As part of its Midnight Moment program, which features "cutting-edge creative content" every night from 11:57 p.m. until midnight, the Times Square Alliance is presenting a Midnight Moment-edition of artist/dog whisperer Laurie Anderson's documentary Heart of a Dog this month. Tomorrow night, Monday, January 4th, Anderson will be on hand for a special live performance for canines and humans alike.
According to a press release: "This unique performance by Laurie Anderson will be transmitted to 'silent disco' headphones for humans and low-decibel speakers for dogs. Headphone distribution will start at 11:00 pm (first-come, first-served) and the public is encouraged to bring their own dogs. The performance will begin at 11:30 pm."
Heart of a Dog is a collection of stories about dogs, time, family, love, memory and death. In the middle of the film there is a sequence from “The Tibetan Book of the Dead” that describes the transition of energy and consciousness at the time of death. In this portion of the film, which is the section that will be shown in Times Square, Anderson creates a visual song, filled with a wild collage of images. The video changes point of view frequently, shifting from a dog’s eye view to the lens of a surveillance camera to free floating pictures that move through your mind in dreams and memories.
Dozens of advertisers in Times Square devote their billboards to showing the Midnight Moment.
Anderson said, "I love Times Square. It’s a dream. Desire, speed, the explosions of color, patterns and energy. What a great way to start the New Year! The ball drops and “Heart of a Dog” leaps onto all those massive screens at three minutes to midnight. Who could have predicted the unraveling dreams of my dog would be magnified up there like this? And sound too!"
Besides Anderson, NYPD K-9 handlers and the K-9 dogs themselves will attend tomorrow night's event.
A European TV network commissioned Anderson to make a film, and she created Heart of a Dog. The movie screened at the New York Film Festival and is on the short-list for Oscar feature documentaries.

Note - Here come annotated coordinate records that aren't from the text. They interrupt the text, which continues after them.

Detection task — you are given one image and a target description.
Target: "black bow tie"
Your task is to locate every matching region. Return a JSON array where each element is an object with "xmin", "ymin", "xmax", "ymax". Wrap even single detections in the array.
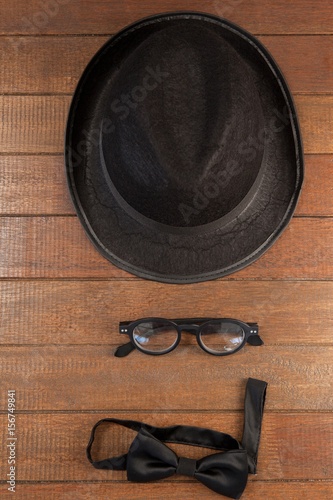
[
  {"xmin": 87, "ymin": 379, "xmax": 267, "ymax": 498},
  {"xmin": 126, "ymin": 428, "xmax": 248, "ymax": 498}
]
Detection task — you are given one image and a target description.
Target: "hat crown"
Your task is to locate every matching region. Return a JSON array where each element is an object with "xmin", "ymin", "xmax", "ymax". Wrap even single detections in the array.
[{"xmin": 100, "ymin": 19, "xmax": 264, "ymax": 227}]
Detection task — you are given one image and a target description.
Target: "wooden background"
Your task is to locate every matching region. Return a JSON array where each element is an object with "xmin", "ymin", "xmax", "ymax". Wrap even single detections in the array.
[{"xmin": 0, "ymin": 0, "xmax": 333, "ymax": 500}]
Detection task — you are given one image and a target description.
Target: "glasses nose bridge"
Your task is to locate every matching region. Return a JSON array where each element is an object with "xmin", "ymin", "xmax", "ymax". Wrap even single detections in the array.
[{"xmin": 177, "ymin": 323, "xmax": 199, "ymax": 334}]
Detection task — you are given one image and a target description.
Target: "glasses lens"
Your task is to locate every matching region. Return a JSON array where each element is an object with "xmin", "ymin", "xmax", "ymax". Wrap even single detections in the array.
[
  {"xmin": 133, "ymin": 321, "xmax": 178, "ymax": 353},
  {"xmin": 200, "ymin": 321, "xmax": 245, "ymax": 354}
]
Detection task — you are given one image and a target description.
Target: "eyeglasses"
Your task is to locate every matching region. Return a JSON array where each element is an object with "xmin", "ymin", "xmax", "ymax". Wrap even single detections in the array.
[{"xmin": 115, "ymin": 318, "xmax": 263, "ymax": 358}]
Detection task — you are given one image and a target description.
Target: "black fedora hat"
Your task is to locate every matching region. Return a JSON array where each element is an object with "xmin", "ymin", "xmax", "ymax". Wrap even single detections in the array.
[{"xmin": 66, "ymin": 12, "xmax": 303, "ymax": 283}]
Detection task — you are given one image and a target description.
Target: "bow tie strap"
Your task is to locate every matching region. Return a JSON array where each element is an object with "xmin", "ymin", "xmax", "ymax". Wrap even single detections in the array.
[
  {"xmin": 87, "ymin": 378, "xmax": 267, "ymax": 499},
  {"xmin": 242, "ymin": 378, "xmax": 267, "ymax": 474}
]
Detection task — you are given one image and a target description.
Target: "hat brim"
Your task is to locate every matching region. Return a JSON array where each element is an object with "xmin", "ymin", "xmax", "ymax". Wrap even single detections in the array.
[{"xmin": 65, "ymin": 12, "xmax": 304, "ymax": 283}]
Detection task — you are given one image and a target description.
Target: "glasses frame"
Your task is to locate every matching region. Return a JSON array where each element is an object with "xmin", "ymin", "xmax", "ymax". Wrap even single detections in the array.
[{"xmin": 115, "ymin": 317, "xmax": 263, "ymax": 357}]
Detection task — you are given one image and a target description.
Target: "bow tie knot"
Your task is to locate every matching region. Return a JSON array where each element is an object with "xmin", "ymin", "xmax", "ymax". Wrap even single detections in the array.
[
  {"xmin": 176, "ymin": 457, "xmax": 197, "ymax": 477},
  {"xmin": 126, "ymin": 428, "xmax": 248, "ymax": 498}
]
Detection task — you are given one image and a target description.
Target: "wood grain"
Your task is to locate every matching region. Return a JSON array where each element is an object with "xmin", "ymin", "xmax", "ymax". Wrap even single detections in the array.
[
  {"xmin": 0, "ymin": 35, "xmax": 333, "ymax": 94},
  {"xmin": 0, "ymin": 217, "xmax": 333, "ymax": 279},
  {"xmin": 0, "ymin": 348, "xmax": 333, "ymax": 411},
  {"xmin": 0, "ymin": 95, "xmax": 333, "ymax": 154},
  {"xmin": 0, "ymin": 410, "xmax": 333, "ymax": 480},
  {"xmin": 0, "ymin": 156, "xmax": 72, "ymax": 215},
  {"xmin": 0, "ymin": 155, "xmax": 333, "ymax": 216},
  {"xmin": 2, "ymin": 481, "xmax": 333, "ymax": 500},
  {"xmin": 0, "ymin": 0, "xmax": 333, "ymax": 35},
  {"xmin": 0, "ymin": 280, "xmax": 333, "ymax": 346}
]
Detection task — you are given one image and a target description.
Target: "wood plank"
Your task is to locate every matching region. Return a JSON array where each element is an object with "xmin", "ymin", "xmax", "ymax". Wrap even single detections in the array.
[
  {"xmin": 0, "ymin": 96, "xmax": 70, "ymax": 153},
  {"xmin": 259, "ymin": 36, "xmax": 333, "ymax": 93},
  {"xmin": 296, "ymin": 155, "xmax": 333, "ymax": 216},
  {"xmin": 0, "ymin": 280, "xmax": 333, "ymax": 346},
  {"xmin": 0, "ymin": 217, "xmax": 333, "ymax": 280},
  {"xmin": 2, "ymin": 481, "xmax": 333, "ymax": 500},
  {"xmin": 0, "ymin": 0, "xmax": 333, "ymax": 34},
  {"xmin": 0, "ymin": 35, "xmax": 333, "ymax": 94},
  {"xmin": 0, "ymin": 36, "xmax": 109, "ymax": 94},
  {"xmin": 0, "ymin": 155, "xmax": 333, "ymax": 216},
  {"xmin": 0, "ymin": 95, "xmax": 333, "ymax": 154},
  {"xmin": 0, "ymin": 348, "xmax": 333, "ymax": 411},
  {"xmin": 0, "ymin": 156, "xmax": 72, "ymax": 215},
  {"xmin": 0, "ymin": 410, "xmax": 333, "ymax": 480}
]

NY Times film critic Manohla Dargis praised the movie, writing that it's:
partly a meditation on loss and love that begins with the death of [Anderson's] mother and moves on to include the deaths of Ms. Anderson’s talented and tuneful rat terrier, Lolabelle; her friend, the brilliant artist Gordon Matta-Clark (1943-1978); and her husband, Lou Reed. Mr. Reed, who died in 2013, hovers over 'Heart of a Dog,' his face surfacing intermittently and fleetingly, wavering into visibility like an image that’s caught behind glass or reflected in a mirror, a distancing that suggests that he is present and not present at the same time. (One of his most moving appearances occurs during the final credits.) 'Every love story is a ghost story,' Ms. Anderson says at one point, quoting David Foster Wallace, yet another lingering spirit.
Times Square Alliance President Tim Tompkins explained, "Laurie’s film brings our collected memories into the New Year through a layered and dense moving photo album of our minds."